Grok filter does not behave as I want it to


#1

Hello!

I am trying to set up some filters in Logstash, so that my Elastisearch log gets parsed and pretty in Kibana.

I have exported the pipeline-plain.json regarding Elasticsearch server log from Filebeat, and after some tinkering with the grok filter, I ended up with:

   filter {
      if [fileset][module] == "elasticsearch" {
          mutate {
            add_field => {
              "raw_message" => "%{message}"
            }
          }
        if [fileset][name] == "server" {
          grok {
            pattern_definitions => {
                "GREEDYMULTILINE" => "(.|\n)*"
                "INDEXNAME" => "[a-zA-Z0-9_.-]*"
            }
            match => { "message" => ["\[%{TIMESTAMP_ISO8601:elasticsearch.server.timestamp}\]\[%{LOGLEVEL:log.level}%{SPACE}?\]\[%{DATA:elasticsearch.server.component}%{SPACE}*\](%{SPACE}*)?(\[%{DATA:elasticsearch.node.name}\])?(%{SPACE}*)?(\[gc\](\[young\]\[%{NUMBER:elasticsearch.server.gc.young.one}\]\[%{NUMBER:elasticsearch.server.gc.young.two}\]|\[%{NUMBER:elasticsearch.server.gc_overhead}\]))?%{SPACE}*((\[%{INDEXNAME:elasticsearch.index.name}\]|\[%{INDEXNAME:elasticsearch.index.name}\/%{DATA:elasticsearch.index.id}\]))?%{SPACE}*%{GREEDYMULTILINE:message}"]}
          }
          date {
            match => [ "elasticsearch.server.timestamp", "ISO8601" ]
          }
        }
      }
    }

When this filter is applied to:

[2018-09-17T10:45:35,501][INFO ][o.e.x.s.a.s.FileRolesStore] [xTyQnIt] parsed [0] roles from file [/usr/share/elasticsearch/config/roles.yml]

I end up with:

"message":["[2018-09-17T10:45:35,501][INFO ][o.e.x.s.a.s.FileRolesStore] [xTyQnIt] parsed [0] roles from file [/usr/share/elasticsearch/config/roles.yml]","parsed [0] roles from file [/usr/share/elasticsearch/config/roles.yml]"],

This message is an array consisting of, from what I can understand, my raw_message(the whole log) and message(which is all I want in message. I am not an expert at all, but I suspect %{GREEDYMULTILINE:message} does something under the hood which I am not aware of..

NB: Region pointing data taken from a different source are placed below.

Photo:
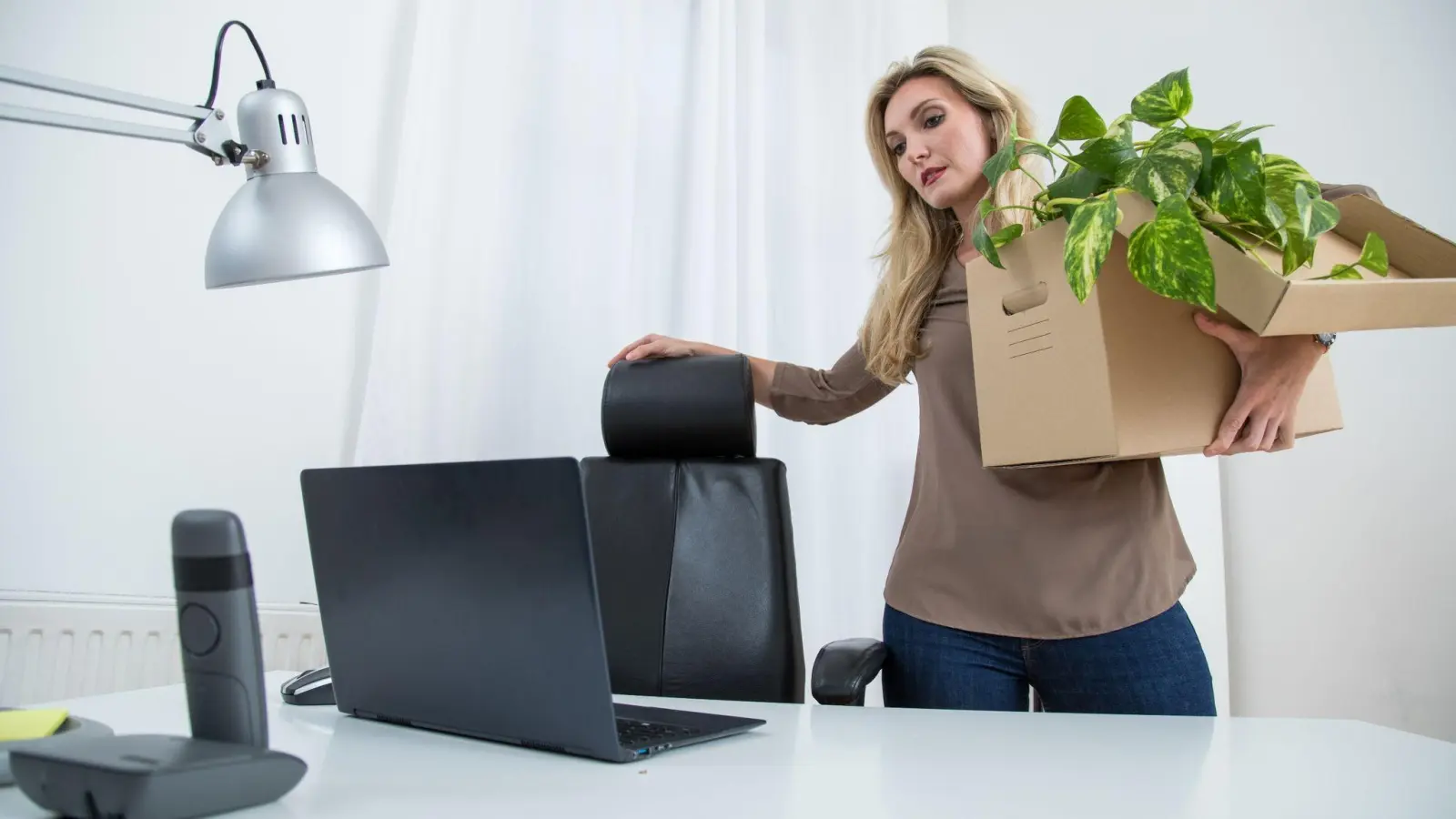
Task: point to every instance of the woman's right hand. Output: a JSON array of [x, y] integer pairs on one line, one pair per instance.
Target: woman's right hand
[[655, 347]]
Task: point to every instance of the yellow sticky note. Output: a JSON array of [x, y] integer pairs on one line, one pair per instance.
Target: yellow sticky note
[[29, 723]]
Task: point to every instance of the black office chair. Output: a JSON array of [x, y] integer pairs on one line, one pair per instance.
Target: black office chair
[[692, 537], [693, 547]]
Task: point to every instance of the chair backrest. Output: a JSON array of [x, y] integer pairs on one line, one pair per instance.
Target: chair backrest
[[692, 537]]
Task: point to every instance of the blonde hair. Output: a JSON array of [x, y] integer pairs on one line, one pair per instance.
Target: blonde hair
[[922, 239]]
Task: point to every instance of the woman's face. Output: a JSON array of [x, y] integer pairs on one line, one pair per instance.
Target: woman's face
[[939, 142]]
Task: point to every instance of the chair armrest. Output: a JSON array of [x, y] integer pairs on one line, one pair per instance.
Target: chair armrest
[[844, 668]]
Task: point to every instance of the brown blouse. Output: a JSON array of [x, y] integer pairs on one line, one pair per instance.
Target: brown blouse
[[1045, 552]]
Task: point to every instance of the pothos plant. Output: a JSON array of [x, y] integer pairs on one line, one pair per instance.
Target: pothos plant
[[1215, 179]]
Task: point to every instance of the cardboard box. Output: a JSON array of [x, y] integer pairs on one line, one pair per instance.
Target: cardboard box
[[1128, 375]]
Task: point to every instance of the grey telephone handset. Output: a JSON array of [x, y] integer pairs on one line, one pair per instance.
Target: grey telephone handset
[[217, 629], [226, 763]]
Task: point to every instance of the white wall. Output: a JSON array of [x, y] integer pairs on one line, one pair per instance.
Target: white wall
[[1341, 561], [1050, 65], [127, 390]]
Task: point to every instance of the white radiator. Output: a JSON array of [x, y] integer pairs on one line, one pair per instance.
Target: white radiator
[[63, 646]]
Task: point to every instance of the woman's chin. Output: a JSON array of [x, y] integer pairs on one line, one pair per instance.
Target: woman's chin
[[941, 197]]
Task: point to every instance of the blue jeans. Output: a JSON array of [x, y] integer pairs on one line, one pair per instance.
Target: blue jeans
[[1155, 666]]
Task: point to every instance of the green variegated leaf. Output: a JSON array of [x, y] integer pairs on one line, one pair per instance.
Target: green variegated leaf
[[1169, 136], [1206, 133], [1281, 178], [1315, 215], [1165, 101], [1034, 149], [983, 244], [1001, 162], [1077, 186], [1005, 235], [1088, 242], [1340, 271], [1273, 215], [1227, 143], [1223, 234], [1238, 184], [1162, 171], [1324, 217], [1373, 257], [1169, 257], [1120, 126], [1104, 157], [1205, 184], [1079, 121]]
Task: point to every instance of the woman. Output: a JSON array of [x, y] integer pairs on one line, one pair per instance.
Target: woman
[[1065, 579]]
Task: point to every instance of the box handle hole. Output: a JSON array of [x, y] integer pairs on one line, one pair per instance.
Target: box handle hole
[[1023, 300]]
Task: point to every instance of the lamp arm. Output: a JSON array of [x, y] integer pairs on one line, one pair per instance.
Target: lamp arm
[[207, 136]]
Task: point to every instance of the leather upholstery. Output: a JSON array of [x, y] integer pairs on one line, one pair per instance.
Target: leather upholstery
[[844, 668], [692, 537]]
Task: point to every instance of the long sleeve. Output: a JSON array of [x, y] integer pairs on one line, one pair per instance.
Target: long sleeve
[[823, 397]]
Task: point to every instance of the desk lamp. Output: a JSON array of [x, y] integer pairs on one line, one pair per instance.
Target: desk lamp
[[286, 222]]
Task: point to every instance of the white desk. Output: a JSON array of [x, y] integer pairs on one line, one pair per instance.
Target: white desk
[[834, 763]]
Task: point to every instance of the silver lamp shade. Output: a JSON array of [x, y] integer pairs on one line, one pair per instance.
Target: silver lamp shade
[[288, 220]]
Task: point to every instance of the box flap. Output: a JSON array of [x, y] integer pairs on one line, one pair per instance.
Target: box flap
[[1419, 290], [1241, 285]]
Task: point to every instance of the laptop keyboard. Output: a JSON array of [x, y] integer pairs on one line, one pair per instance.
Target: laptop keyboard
[[635, 733]]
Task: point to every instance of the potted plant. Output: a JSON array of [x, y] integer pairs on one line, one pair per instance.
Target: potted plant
[[1203, 181]]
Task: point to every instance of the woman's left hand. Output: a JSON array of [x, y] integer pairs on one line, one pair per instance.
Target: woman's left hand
[[1274, 370]]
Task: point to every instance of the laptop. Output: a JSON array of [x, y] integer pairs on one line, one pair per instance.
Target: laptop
[[462, 598]]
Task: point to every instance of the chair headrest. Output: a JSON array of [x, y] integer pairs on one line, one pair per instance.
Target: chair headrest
[[691, 407]]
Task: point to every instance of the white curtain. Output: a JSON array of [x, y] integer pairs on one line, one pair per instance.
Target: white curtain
[[572, 175]]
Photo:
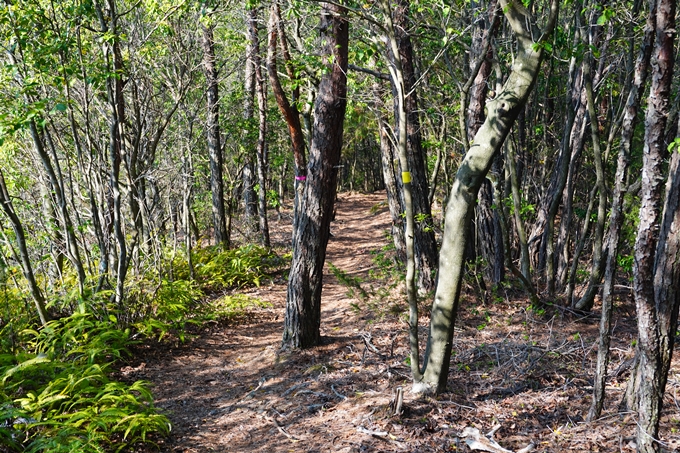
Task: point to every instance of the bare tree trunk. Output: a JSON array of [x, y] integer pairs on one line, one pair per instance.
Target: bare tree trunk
[[616, 216], [249, 196], [214, 140], [109, 23], [26, 267], [312, 225], [652, 276], [394, 194], [502, 113], [425, 244], [261, 152], [588, 298]]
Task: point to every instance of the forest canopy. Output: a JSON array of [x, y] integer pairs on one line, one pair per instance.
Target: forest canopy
[[145, 145]]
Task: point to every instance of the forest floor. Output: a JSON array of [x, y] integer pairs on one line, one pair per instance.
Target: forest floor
[[529, 371]]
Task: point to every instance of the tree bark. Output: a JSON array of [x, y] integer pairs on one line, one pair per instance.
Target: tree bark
[[312, 225], [425, 243], [261, 152], [650, 247], [26, 267], [214, 140], [616, 216], [502, 113], [249, 196]]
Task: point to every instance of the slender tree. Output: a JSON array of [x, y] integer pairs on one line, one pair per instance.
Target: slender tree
[[312, 225], [502, 112], [213, 134], [656, 269]]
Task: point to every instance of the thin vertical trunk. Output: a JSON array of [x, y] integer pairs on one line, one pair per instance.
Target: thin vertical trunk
[[25, 260], [394, 194], [114, 85], [214, 140], [249, 195], [616, 215], [511, 167], [652, 347], [401, 144], [588, 298], [502, 113], [425, 244], [312, 225], [261, 152]]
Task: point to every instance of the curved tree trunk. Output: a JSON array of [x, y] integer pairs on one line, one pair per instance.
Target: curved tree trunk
[[502, 113], [616, 217], [656, 268]]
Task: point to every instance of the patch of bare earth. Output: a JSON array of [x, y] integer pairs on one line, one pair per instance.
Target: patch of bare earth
[[233, 390]]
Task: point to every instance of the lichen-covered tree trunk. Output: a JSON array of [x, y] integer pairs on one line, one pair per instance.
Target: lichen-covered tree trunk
[[312, 225], [249, 196], [20, 236], [425, 244], [214, 141], [502, 113]]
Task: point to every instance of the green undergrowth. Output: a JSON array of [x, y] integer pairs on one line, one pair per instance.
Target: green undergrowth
[[58, 392]]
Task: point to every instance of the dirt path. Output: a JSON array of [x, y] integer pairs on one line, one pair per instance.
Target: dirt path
[[527, 370], [232, 391]]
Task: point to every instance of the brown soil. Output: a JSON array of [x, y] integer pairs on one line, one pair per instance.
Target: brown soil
[[232, 389]]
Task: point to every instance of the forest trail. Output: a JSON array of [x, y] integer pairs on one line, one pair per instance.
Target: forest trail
[[233, 390]]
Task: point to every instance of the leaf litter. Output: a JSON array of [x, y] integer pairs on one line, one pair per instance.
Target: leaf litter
[[526, 374]]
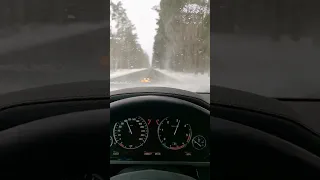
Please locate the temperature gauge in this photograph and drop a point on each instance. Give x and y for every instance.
(199, 142)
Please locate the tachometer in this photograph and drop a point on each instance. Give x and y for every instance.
(174, 134)
(131, 133)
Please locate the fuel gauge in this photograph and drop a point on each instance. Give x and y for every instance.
(199, 142)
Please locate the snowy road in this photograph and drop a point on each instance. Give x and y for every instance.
(162, 78)
(134, 79)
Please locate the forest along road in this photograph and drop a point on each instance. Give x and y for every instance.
(145, 77)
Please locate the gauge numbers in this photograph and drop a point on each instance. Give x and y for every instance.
(174, 134)
(131, 133)
(199, 142)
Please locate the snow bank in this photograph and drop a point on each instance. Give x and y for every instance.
(122, 72)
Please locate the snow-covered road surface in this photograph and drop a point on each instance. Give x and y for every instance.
(162, 78)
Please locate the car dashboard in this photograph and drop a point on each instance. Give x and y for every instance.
(153, 129)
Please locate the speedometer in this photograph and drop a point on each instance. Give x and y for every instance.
(131, 133)
(174, 134)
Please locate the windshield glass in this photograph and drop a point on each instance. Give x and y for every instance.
(271, 47)
(160, 43)
(45, 42)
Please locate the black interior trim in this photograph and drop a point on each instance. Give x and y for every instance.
(225, 132)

I have done the same thing to parse Logstash logs:

Filter:

filter {
  if [fileset][module] == "logstash" {
      mutate {
        add_field => {
          "raw_message" => "%{message}"
        }
      }
    if [fileset][name] == "log" {
      grok {
        pattern_definitions => {
            "LOGSTASH_CLASS_MODULE" => "[\w\.]+"
            "LOGSTASH_LOGLEVEL" => "(INFO|ERROR|DEBUG|FATAL|WARN|TRACE)"
        }
        match => { "message" => ["\[%{TIMESTAMP_ISO8601:logstash.log.timestamp}\]\[%{LOGSTASH_LOGLEVEL:logstash.log.level}\s*\]\[%{LOGSTASH_CLASS_MODULE:logstash.log.module}\s*\]\s*%{GREEDYDATA:logstash.log.message}"]}
      }
      mutate {
        replace => {
          "message" => "%{logstash.log.message}"
        }
      }
      date {
        match => [ "logstash.log.timestamp", "ISO8601" ]
      }
    }
  }
}

Applied to:

[2018-09-05T12:39:48,285][INFO ][logstash.inputs.metrics  ] Monitoring License OK

With result:

"message":"Monitoring License OK",

Since the filter for Elasticsearch does not utilize the same "json-logic", and sends data to message straight away, and not like log stash, logstash.log.message i don't do any replace-mutation.

I someone with a few minutes to spare could guide me as to what I could do, Id appreciate it immensely.


#2

My raw_message created my problem, so I sent GREEDYMULTILINE to something else that message, mutated this "else" into message and Im a happy grokker!


(system) #3

This topic was automatically closed 28 days after the last reply. New replies are no longer allowed.